The sensei—enraged, hostile, humiliated—hastily tried a deathblow on Miyamoto, who easily dodged it and delivered a swipe of his sword across the back of the sensei’s neck.

Everyone was shocked. A well known, well-trained master was struck first by a stranger, a child. He dropped to the ground and died within seconds. All who were watching cheered and saluted Miyamoto, even the sensei’s students. But it was short-lived due to Miyamoto, with zero arrogance, leaving to challenge more talented duelists to gain even more skills, styles, and knowledge in the ways of the warrior.

He was fifty-seven when he chose to train me. I was personally handpicked out of three thousand in the Harvester Agency by he himself. I said what he was capable of at eleven. Can you imagine what he was capable of at fifty-seven? All the things he learned by then. Damn! I felt like the luckiest Harvester Agent, period. It was an honor to simply meet this man, who, at the time, was already a legend in all the civilized world.

There are over a hundred books on this man, movies made about him, and even the book
Art of War
—considered to be one of the greatest, wisest, most intelligent combat books and guide, if you will—took a lot of information from Miyamoto’s books and memoirs.

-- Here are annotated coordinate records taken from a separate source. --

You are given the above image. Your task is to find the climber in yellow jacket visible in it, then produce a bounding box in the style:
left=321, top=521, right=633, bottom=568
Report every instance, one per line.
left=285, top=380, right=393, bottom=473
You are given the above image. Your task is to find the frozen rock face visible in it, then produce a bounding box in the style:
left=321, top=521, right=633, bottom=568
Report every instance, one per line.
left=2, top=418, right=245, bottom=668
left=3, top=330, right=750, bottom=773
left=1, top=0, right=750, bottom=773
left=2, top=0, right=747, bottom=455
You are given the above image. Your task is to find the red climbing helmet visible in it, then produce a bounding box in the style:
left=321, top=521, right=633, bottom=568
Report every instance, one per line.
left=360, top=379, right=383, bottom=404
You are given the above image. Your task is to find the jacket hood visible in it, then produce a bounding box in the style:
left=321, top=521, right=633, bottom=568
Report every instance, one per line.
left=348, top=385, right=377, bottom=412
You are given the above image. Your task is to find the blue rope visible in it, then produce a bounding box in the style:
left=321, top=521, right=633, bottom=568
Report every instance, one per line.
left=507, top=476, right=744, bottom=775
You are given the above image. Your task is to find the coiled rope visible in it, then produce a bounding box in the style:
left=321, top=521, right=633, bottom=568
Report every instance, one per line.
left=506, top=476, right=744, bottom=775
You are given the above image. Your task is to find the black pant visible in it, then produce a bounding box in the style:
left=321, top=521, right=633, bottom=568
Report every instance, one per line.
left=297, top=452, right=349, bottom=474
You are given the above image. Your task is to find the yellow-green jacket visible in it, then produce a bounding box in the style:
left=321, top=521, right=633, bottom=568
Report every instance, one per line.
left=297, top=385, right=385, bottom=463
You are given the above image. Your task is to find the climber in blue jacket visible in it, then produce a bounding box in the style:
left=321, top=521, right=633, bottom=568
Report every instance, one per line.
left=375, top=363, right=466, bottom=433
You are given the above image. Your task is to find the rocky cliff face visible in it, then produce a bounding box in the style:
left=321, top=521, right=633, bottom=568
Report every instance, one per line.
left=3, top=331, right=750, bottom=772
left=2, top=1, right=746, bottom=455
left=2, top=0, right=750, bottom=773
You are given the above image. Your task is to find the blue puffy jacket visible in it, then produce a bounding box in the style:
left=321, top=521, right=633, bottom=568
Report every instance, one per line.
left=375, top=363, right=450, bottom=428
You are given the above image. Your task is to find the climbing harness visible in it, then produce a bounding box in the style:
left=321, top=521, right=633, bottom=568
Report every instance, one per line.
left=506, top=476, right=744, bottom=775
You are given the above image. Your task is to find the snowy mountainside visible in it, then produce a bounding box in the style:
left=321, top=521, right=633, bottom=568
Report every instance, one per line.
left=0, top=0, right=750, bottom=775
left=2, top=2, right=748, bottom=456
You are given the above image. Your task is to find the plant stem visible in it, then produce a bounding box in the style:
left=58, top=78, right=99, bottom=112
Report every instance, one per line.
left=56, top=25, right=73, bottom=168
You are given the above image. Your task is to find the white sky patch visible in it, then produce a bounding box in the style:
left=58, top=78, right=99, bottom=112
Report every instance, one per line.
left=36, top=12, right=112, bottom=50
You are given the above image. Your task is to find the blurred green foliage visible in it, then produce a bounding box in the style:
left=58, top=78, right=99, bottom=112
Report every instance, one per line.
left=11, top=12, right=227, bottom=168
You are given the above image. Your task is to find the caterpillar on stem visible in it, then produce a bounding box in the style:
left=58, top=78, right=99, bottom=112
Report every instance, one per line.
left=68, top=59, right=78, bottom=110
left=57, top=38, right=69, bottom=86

However, with that said, Vega, my once friend and now nemesis, has been off the radar for over twenty years. I have no idea what he has learned or even mastered in that timeframe. A chance I’m willing to take. This is my job, my life. It’s funny to say “my life” considering I’ve been dead for longer than I can remember. What I’ve learned in my many years is that most have a tendency to run away from confrontations, danger. But people, rare people like Vega and myself, run headlong into it, without a doubt or second thought. We thrive and even enjoy it. I need it. That’s all I’ve known.